Sony patteggia e si accorda per pagare un risarcimento agli utenti che hanno intentato la causa sulla rimozione di Linux  55

Galeotto fu l'aggiornamento firmware

NOTIZIA di Giorgio Melani   —   22/06/2016

Prosegue da sei anni ormai la causa portata avanti da molti utenti PlayStation 3 sulla rimozione del supporto al sistema operativo Linux effettuata da Sony nel 2010.

Adesso, Sony ha deciso di accordarsi e pagare una somma in risarcimento agli utenti colpiti. Trattandosi di una class action, il risarcimento per ogni utente non sarà enorme ma il titola ammonterà a vari milioni di dollari per Sony. La causa è partita quando nel 28 marzo 2010 Sony decise di eliminare il supporto al sistema operativo di terze parti su PlayStation 3, attraverso l'aggiornamento firmware 3.21. In questo modo, secondo l'accusa, ha infranto gli accordi di licenza e utilizzo della console proposti inizialmente agli utenti, che prevedevano la funzione "Altro Sistema Operativo" come uno degli elementi caratterizzanti.

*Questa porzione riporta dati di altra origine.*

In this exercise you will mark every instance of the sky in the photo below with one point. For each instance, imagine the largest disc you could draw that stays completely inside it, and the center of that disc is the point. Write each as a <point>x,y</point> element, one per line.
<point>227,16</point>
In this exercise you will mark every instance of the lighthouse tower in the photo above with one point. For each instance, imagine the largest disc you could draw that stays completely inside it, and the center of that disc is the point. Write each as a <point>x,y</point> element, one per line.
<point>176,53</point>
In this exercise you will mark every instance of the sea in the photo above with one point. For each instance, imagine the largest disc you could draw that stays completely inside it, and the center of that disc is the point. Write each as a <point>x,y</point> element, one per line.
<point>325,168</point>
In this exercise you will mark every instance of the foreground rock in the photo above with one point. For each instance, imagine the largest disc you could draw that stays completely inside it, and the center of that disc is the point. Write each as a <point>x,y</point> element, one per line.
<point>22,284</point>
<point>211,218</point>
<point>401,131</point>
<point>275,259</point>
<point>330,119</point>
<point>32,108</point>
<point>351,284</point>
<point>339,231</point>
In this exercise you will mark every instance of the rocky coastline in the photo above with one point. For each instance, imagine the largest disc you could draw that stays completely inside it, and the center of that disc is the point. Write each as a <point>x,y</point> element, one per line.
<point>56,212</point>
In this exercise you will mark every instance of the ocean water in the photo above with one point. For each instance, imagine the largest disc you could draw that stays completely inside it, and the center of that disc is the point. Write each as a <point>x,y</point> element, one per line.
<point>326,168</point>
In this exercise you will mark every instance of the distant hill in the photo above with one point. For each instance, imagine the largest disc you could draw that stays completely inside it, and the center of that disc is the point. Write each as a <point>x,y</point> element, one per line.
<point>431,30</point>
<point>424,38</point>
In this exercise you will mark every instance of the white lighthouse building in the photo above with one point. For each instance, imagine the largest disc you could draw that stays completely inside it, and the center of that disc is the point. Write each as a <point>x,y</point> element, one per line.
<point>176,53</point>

Da parte sua, Sony riferì di aver tolto il supporto per questioni di sicurezza e stabilità, affermando peraltro che l'aggiornamento era volontario da parte degli utenti. Tuttavia, non facendolo si perdeva la possibilità di accedere alle funzionalità online della console, dunque la scelta era piuttosto obbligata. Dopo 6 anni Sony è costretta a capitolare e pagare per tale decisione: arriveranno circa 55 dollari per i cittadini degli Stati Uniti che utilizzavano regolarmente Linux su PlayStation 3 prima del 2010 e che avevano acquistato la console tra il primo novembre 2006 e il primo aprile 2010. Alternativamente, è possibile ricevere anche un indennizzo di 9 dollari se si dimostra di aver acquistato la console proprio per la funzionalità "Other OS". A questo si sommano 2,25 milioni di dollari da versare da parte di Sony per le spese processuali, per un totale che al momento non è stato riferito ma che potrebbe ammontare a vari milioni di dollari. L'accordo visibile a questo indirizzo, tuttavia, dev'essere ancora approvato e ratificato da un giudice federale, cosa che dovrebbe avvenire il mese prossimo.